After a very unrestful short sleep, I awoke to find my daughter home from school YET AGAIN! I can't get all that angry, we've had the stomach flu in house for a week. The other two were just getting out the door (YES I KNOW I am lucky to have a hubby that does am duty). Thankfully, Dave said he didn't have the sign them in late, again.
Sitting at the kitchen table, having my coffee and my morning breakfast of pills, I started to re-read yesterday's newspaper. It's that short-term memory thing I think. Anyway, of all the places in the paper I could have gone to read, where did I go ? The obituaries! Is it because I've had a stroke? or because I'm getting older? (36 isn't all that old yanno...even if my 6 y/o thinks I'm old) maybe because of the jobs I've done? I just don't know but there I sat reading.
Then, in walks Dave announcing he has today's paper. Instantly I close the obituaries, kind of like life closed on those poor people listed, and I took the new paper. I read everything through "Dear Abby" as per usual, then I stopped because of my eyes. Now later today, I will go back and finish reading starting at the business section. But as I sit here writing for some reason I know I'll skip the obituaries, almost like if someone I know has died, I don't want to have to go to any services. Hmmmm just a quirk I guess.
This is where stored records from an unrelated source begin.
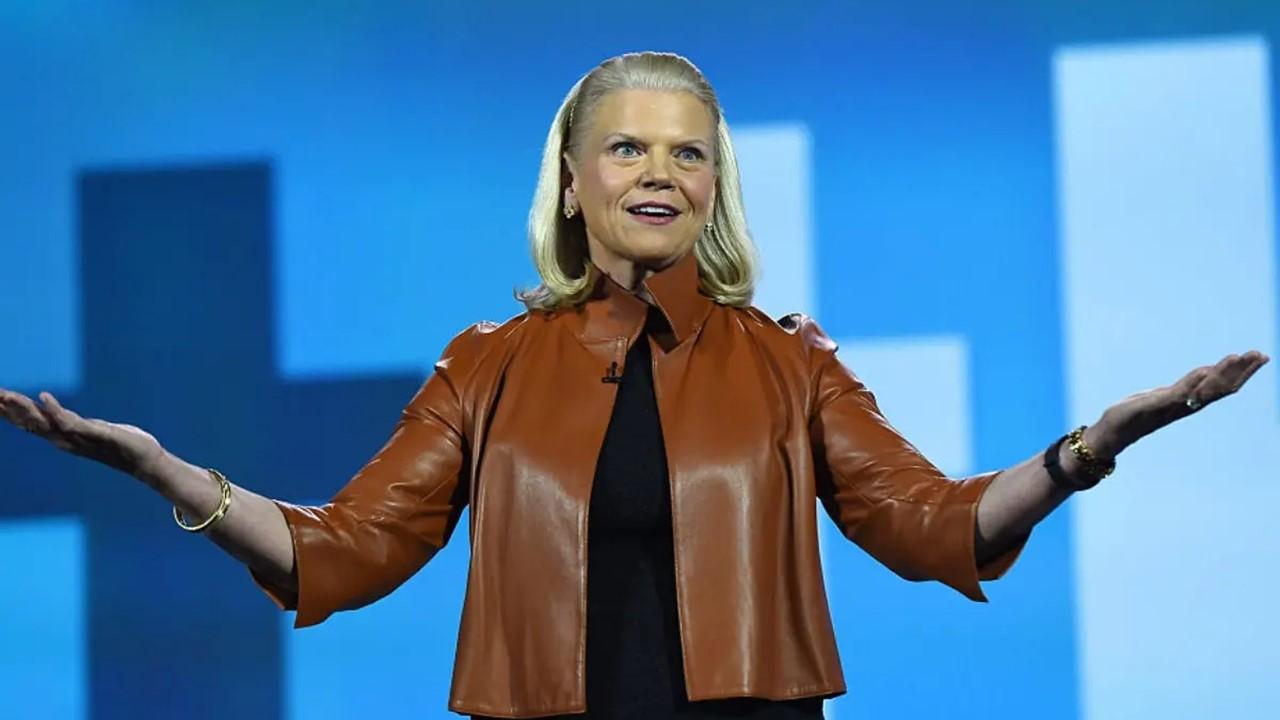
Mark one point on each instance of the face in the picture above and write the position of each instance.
(644, 180)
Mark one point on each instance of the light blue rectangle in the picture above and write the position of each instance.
(1169, 260)
(42, 643)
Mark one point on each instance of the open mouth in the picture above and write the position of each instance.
(653, 213)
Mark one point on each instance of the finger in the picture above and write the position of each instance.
(22, 411)
(62, 418)
(1192, 379)
(1248, 370)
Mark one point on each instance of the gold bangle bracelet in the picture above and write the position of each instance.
(223, 504)
(1093, 465)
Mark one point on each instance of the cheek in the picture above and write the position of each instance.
(607, 183)
(699, 188)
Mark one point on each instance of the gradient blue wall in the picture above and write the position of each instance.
(251, 227)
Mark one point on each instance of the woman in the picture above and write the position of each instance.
(640, 449)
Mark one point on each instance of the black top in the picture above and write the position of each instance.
(634, 666)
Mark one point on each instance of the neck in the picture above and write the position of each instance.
(626, 272)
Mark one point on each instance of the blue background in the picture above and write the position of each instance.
(251, 227)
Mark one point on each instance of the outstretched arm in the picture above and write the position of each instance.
(1023, 495)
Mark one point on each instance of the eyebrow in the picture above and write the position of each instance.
(613, 136)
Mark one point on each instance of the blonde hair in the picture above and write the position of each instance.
(726, 255)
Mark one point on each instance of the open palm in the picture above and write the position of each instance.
(124, 447)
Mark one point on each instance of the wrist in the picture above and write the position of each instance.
(1102, 441)
(158, 470)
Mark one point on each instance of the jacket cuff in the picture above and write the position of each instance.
(967, 572)
(284, 598)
Don't get me wrong.... I am EXTREMELY happy I survived my stroke........ I get to watch my kids grow up, I get to have a relationship with Dave albeit different now. I get to breathe, eat, sleep you know all the ammenities that go with being alive. But today I wanna almost be non-existent.
Can't be PMS.... been through the change already
Can't be depression........ I'm not depressed
But........ Why do I want to be non-existent or invisible?
Who knows maybe the answer will come to me some time today!
Well that's it for my first blog. No idea if this is what it is supposed to be, but it is what it is..... what my damaged brain is thinking at the present!